Filtering#

Apply motion-based filtering to clips and aesthetic filtering to frames to prune low-quality assets during curation.

How it Works#

Filtering runs in two passes that balance speed and quality:

Motion pass (fast): The pipeline decodes lightweight motion vectors and computes motion scores to drop static or near‑static clips at the first filtering stage. This step adds decoded_motion_data per clip, then writes motion_score_global_mean and motion_score_per_patch_min_256. Clips below thresholds move to video.filtered_clips, and video.clip_stats.num_filtered_by_motion increments.
Aesthetic pass (model based): Upstream, the pipeline extracts frames using the sequence policy at a chosen target_fps. The aesthetic stage reads extracted_frames[sequence-<target_fps>], produces an aesthetic_score, and removes clips below the threshold. These clips move to video.filtered_clips, and video.clip_stats.num_filtered_by_aesthetic increments.

Before You Start#

Motion decoding and aesthetic scoring operate on clip buffers. You must run clipping and encoding first so each clip has a valid buffer (bytes).

Quickstart#

Use the pipeline stages or the example script flags to enable motion and aesthetic filtering.

Pipeline Stage

from nemo_curator.pipeline import Pipeline
from nemo_curator.stages.video.filtering.motion_filter import (
    MotionVectorDecodeStage,
    MotionFilterStage,
)
from nemo_curator.stages.video.filtering.clip_aesthetic_filter import (
    ClipAestheticFilterStage,
)

pipe = Pipeline(name="filtering_examples")

# Motion filtering
pipe.add_stage(
    MotionVectorDecodeStage(target_fps=2.0, target_duration_ratio=0.5, num_cpus_per_worker=4.0)
)
pipe.add_stage(
    MotionFilterStage(
        score_only=False,
        global_mean_threshold=0.00098,
        per_patch_min_256_threshold=0.000001,
        motion_filter_batch_size=64,
        num_gpus_per_worker=0.5,
        verbose=True,
    )
)

# Aesthetic filtering (assumes frames extracted upstream)
pipe.add_stage(
    ClipAestheticFilterStage(
        model_dir="/models",
        score_threshold=3.5,
        reduction="min",
        target_fps=1.0,
        num_gpus_per_worker=0.25,
        verbose=True,
    )
)

pipe.run()

Script Flags

# Motion filtering
python -m nemo_curator.examples.video.video_split_clip_example \
  ... \
  --motion-filter enable \
  --motion-decode-target-fps 2.0 \
  --motion-decode-target-duration-ratio 0.5 \
  --motion-decode-cpus-per-worker 4.0 \
  --motion-global-mean-threshold 0.00098 \
  --motion-per-patch-min-256-threshold 0.000001 \
  --motion-score-batch-size 64 \
  --motion-score-gpus-per-worker 0.5

# Aesthetic filtering
python -m nemo_curator.examples.video.video_split_clip_example \
  ... \
  --aesthetic-threshold 3.5 \
  --aesthetic-reduction min \
  --aesthetic-gpus-per-worker 0.25

Filtering Options#

Motion Filtering#

Motion filtering is a two‑step process: first decode motion vectors, then filter clips based on motion scores.

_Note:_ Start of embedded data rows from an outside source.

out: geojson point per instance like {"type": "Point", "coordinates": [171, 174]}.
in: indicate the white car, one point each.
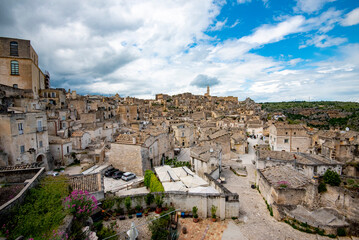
{"type": "Point", "coordinates": [128, 176]}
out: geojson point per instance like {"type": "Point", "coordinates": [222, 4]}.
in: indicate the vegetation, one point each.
{"type": "Point", "coordinates": [348, 113]}
{"type": "Point", "coordinates": [159, 227]}
{"type": "Point", "coordinates": [194, 211]}
{"type": "Point", "coordinates": [175, 163]}
{"type": "Point", "coordinates": [149, 198]}
{"type": "Point", "coordinates": [304, 227]}
{"type": "Point", "coordinates": [214, 211]}
{"type": "Point", "coordinates": [322, 187]}
{"type": "Point", "coordinates": [104, 232]}
{"type": "Point", "coordinates": [41, 212]}
{"type": "Point", "coordinates": [155, 184]}
{"type": "Point", "coordinates": [159, 200]}
{"type": "Point", "coordinates": [128, 203]}
{"type": "Point", "coordinates": [332, 178]}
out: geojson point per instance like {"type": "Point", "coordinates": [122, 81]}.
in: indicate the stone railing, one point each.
{"type": "Point", "coordinates": [19, 198]}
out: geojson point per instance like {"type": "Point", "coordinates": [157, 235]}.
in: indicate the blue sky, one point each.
{"type": "Point", "coordinates": [269, 50]}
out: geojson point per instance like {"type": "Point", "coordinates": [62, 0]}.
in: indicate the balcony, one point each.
{"type": "Point", "coordinates": [41, 129]}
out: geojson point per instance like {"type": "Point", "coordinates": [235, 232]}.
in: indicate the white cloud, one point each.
{"type": "Point", "coordinates": [310, 6]}
{"type": "Point", "coordinates": [218, 26]}
{"type": "Point", "coordinates": [323, 41]}
{"type": "Point", "coordinates": [352, 18]}
{"type": "Point", "coordinates": [273, 33]}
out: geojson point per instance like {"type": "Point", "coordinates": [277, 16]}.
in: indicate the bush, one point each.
{"type": "Point", "coordinates": [194, 211]}
{"type": "Point", "coordinates": [159, 200]}
{"type": "Point", "coordinates": [80, 203]}
{"type": "Point", "coordinates": [322, 187]}
{"type": "Point", "coordinates": [341, 232]}
{"type": "Point", "coordinates": [147, 178]}
{"type": "Point", "coordinates": [156, 185]}
{"type": "Point", "coordinates": [149, 199]}
{"type": "Point", "coordinates": [214, 211]}
{"type": "Point", "coordinates": [332, 178]}
{"type": "Point", "coordinates": [159, 227]}
{"type": "Point", "coordinates": [128, 203]}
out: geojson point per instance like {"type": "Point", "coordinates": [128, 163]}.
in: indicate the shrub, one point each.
{"type": "Point", "coordinates": [159, 227]}
{"type": "Point", "coordinates": [341, 232]}
{"type": "Point", "coordinates": [80, 203]}
{"type": "Point", "coordinates": [332, 178]}
{"type": "Point", "coordinates": [194, 211]}
{"type": "Point", "coordinates": [159, 200]}
{"type": "Point", "coordinates": [128, 203]}
{"type": "Point", "coordinates": [147, 178]}
{"type": "Point", "coordinates": [214, 211]}
{"type": "Point", "coordinates": [322, 187]}
{"type": "Point", "coordinates": [149, 199]}
{"type": "Point", "coordinates": [108, 203]}
{"type": "Point", "coordinates": [156, 185]}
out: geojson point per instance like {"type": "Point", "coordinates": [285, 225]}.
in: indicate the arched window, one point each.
{"type": "Point", "coordinates": [14, 49]}
{"type": "Point", "coordinates": [14, 67]}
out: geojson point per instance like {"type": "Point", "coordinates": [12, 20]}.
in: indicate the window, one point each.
{"type": "Point", "coordinates": [39, 126]}
{"type": "Point", "coordinates": [14, 67]}
{"type": "Point", "coordinates": [14, 49]}
{"type": "Point", "coordinates": [20, 127]}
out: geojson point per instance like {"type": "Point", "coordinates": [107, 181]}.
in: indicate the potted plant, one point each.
{"type": "Point", "coordinates": [149, 199]}
{"type": "Point", "coordinates": [128, 204]}
{"type": "Point", "coordinates": [159, 202]}
{"type": "Point", "coordinates": [195, 215]}
{"type": "Point", "coordinates": [213, 212]}
{"type": "Point", "coordinates": [146, 212]}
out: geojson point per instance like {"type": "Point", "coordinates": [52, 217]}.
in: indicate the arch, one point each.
{"type": "Point", "coordinates": [14, 48]}
{"type": "Point", "coordinates": [40, 158]}
{"type": "Point", "coordinates": [14, 65]}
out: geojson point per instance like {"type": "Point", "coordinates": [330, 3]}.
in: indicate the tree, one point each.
{"type": "Point", "coordinates": [332, 178]}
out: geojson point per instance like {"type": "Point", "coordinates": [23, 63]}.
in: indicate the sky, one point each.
{"type": "Point", "coordinates": [268, 50]}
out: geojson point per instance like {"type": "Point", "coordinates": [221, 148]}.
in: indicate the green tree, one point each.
{"type": "Point", "coordinates": [332, 178]}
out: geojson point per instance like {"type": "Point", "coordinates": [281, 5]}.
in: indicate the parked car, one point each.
{"type": "Point", "coordinates": [128, 176]}
{"type": "Point", "coordinates": [117, 175]}
{"type": "Point", "coordinates": [110, 171]}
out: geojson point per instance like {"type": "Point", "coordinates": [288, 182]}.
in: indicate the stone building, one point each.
{"type": "Point", "coordinates": [205, 159]}
{"type": "Point", "coordinates": [289, 138]}
{"type": "Point", "coordinates": [184, 134]}
{"type": "Point", "coordinates": [141, 151]}
{"type": "Point", "coordinates": [24, 137]}
{"type": "Point", "coordinates": [80, 140]}
{"type": "Point", "coordinates": [283, 185]}
{"type": "Point", "coordinates": [60, 150]}
{"type": "Point", "coordinates": [305, 163]}
{"type": "Point", "coordinates": [19, 66]}
{"type": "Point", "coordinates": [239, 143]}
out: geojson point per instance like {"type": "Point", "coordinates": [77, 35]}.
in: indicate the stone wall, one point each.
{"type": "Point", "coordinates": [127, 158]}
{"type": "Point", "coordinates": [345, 201]}
{"type": "Point", "coordinates": [185, 201]}
{"type": "Point", "coordinates": [32, 181]}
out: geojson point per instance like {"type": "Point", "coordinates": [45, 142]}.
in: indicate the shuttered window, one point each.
{"type": "Point", "coordinates": [14, 67]}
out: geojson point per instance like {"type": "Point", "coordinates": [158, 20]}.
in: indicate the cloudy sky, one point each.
{"type": "Point", "coordinates": [269, 50]}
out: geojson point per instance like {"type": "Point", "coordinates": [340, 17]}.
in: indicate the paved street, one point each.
{"type": "Point", "coordinates": [255, 221]}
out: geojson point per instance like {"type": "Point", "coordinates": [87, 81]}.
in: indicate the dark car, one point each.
{"type": "Point", "coordinates": [117, 175]}
{"type": "Point", "coordinates": [110, 171]}
{"type": "Point", "coordinates": [127, 176]}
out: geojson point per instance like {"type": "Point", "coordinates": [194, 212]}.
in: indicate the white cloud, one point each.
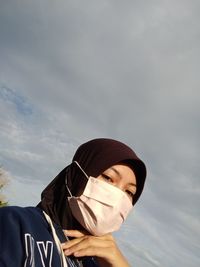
{"type": "Point", "coordinates": [71, 71]}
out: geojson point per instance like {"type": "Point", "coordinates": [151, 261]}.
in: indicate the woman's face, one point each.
{"type": "Point", "coordinates": [121, 176]}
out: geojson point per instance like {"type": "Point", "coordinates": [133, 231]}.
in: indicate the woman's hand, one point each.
{"type": "Point", "coordinates": [102, 247]}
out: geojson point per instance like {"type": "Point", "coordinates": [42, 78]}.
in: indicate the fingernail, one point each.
{"type": "Point", "coordinates": [67, 252]}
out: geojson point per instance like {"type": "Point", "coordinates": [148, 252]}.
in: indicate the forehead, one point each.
{"type": "Point", "coordinates": [123, 171]}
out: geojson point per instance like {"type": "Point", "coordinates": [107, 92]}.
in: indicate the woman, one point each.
{"type": "Point", "coordinates": [90, 199]}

Add MotionVectorDecodeStage to sample motion vectors from each clip.

from nemo_curator.stages.video.filtering.motion_filter import MotionVectorDecodeStage

decode = MotionVectorDecodeStage(
    target_fps=2.0,
    target_duration_ratio=0.5,
    num_cpus_per_worker=4.0,
)

This step adds decoded_motion_data to each clip, or records an error in clip.errors.

Add MotionFilterStage to compute motion scores and filter out low‑motion clips.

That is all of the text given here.